Author + information
- Kirstine Hansen1,
- Lisbeth Antonsen2,
- Akiko Maehara3,
- Michael Maeng4,
- Julia Ellert5,
- lars jakobsen4,
- Niels Holm6,
- Ole Ahlehoff1,
- Troels Thim4,
- Karsten Veien7,
- Christian Oliver Fallesen8,
- Evald Christiansen4 and
- Lisette Okkels Jensen7
- 1Odense Universitets Hospital, Odense, Denmark
- 2Odense Universitetshospital, Odense, Denmark
- 3Cardiovascular Research Foundation, New York, New York, United States
- 4Aarhus University Hospital, Aarhus, Denmark
- 5OUH, Esbjerg, Denmark
- 6Aarhus University Hospital, Aarhus N, Denmark
- 7Department of Cardiology, Odense University Hospital, Odense, Denmark
- 8Odense University Hospital, middelfart, Denmark
In patients with ST-segment elevation myocardial infarction (STEMI), plaque rupture (PR) and non-ruptured plaque (NRP) with intact fibrous cap are the most common underlying mechanism. The culprit lesion and the underlying plaque morphology can be assessed with optical coherence tomography (OCT). This study sought to evaluate the incidence of PR and NRP in STEMI patients using OCT to compare detailed plaque morphology in the culprit lesion.
OCT was performed prior to stent implantation in STEMI-patients. Plaque morphology was analyzed using off-line semi-automatic analysis software, and the culprit lesions were categorized as either PR or NRP. The percentage of each plaque component was summed over the total length of the lesion, and calculated as the total degree of plaque component/total degrees analyzed in the lesion×100.

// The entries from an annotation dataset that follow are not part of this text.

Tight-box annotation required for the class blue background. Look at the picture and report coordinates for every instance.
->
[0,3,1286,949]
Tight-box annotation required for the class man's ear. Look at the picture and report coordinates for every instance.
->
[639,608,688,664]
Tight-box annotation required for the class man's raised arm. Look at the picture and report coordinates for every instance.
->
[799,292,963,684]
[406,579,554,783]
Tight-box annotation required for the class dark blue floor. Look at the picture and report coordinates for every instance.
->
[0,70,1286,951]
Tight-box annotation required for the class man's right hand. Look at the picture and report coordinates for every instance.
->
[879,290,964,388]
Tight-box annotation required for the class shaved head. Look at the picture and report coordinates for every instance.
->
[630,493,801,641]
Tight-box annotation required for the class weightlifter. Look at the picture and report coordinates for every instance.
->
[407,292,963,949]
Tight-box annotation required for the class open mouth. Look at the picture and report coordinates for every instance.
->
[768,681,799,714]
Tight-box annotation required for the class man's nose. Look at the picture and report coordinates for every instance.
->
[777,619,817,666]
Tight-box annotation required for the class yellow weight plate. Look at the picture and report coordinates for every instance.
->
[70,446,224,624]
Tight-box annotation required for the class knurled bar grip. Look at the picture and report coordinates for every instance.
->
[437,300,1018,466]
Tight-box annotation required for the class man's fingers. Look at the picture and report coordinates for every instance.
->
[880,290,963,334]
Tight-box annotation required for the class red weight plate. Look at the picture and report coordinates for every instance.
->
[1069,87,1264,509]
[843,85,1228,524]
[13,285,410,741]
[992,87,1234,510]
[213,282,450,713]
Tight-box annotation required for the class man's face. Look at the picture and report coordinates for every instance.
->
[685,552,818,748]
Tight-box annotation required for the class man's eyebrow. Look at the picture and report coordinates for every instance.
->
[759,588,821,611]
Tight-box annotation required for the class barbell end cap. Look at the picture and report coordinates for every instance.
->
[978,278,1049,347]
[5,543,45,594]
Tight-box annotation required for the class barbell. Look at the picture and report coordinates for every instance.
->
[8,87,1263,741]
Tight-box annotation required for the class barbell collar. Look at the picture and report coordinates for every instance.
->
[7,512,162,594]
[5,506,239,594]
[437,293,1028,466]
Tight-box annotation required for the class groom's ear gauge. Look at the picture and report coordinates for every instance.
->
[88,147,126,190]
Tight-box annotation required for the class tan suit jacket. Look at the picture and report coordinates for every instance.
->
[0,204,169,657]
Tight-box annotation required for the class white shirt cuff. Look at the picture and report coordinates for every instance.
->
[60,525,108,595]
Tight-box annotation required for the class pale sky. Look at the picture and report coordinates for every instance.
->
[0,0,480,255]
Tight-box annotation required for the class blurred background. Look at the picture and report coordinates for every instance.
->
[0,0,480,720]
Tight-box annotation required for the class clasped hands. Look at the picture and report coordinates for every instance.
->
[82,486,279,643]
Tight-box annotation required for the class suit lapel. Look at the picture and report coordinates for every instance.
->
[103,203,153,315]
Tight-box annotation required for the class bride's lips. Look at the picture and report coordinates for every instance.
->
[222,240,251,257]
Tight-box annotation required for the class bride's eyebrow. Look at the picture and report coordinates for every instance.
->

In 50 STEMI-patients, pre-stent OCT images were analyzable. Of these, 36 patients (72.0 %) presented with PR and 14 patients (28.0 %) with NRP. Patients with PR and NRP had similar clinical characteristics, except, that patients with PR were older than patients with NRP (64.4±10.5 vs. 55.4±11.1, p=0.010). Compared to NRPs, PRs contained significantly more lipid plaque (58.0%±15.0 vs. 45.7%±11.8, p=0.008), more superficial (7.8%±4.1 vs. 5.1%±3.5, p=0,034) and profound bright spots (2.9%±2.7 vs. 0.7%±0.9, p=0.004) indicating macrophage infiltration, more thin-cap fibroatheromas (TCFA) (1.7±1.1 vs. 0.8±0.8, p= 0.004), and the TCFA lengths were significantly longer (5.1 mm ± 3.6 vs. 1.8 mm ± 2.4, p=0.003). PR had less fibrotic plaque (13.0%±7.0 vs. 20.5%±12.9, p=0.011) and white thrombus (2.5%±2.2 vs. 6.0%±4.1, p<0.001) compared to NRPs.
One-third of STEMI patients had culprit lesions without OCT-detectable ruptured plaque. Culprit lesions with NRP contained less vulnerable plaque components, such as lipid pools, TCFAs and macrophages compared to PRs lesions.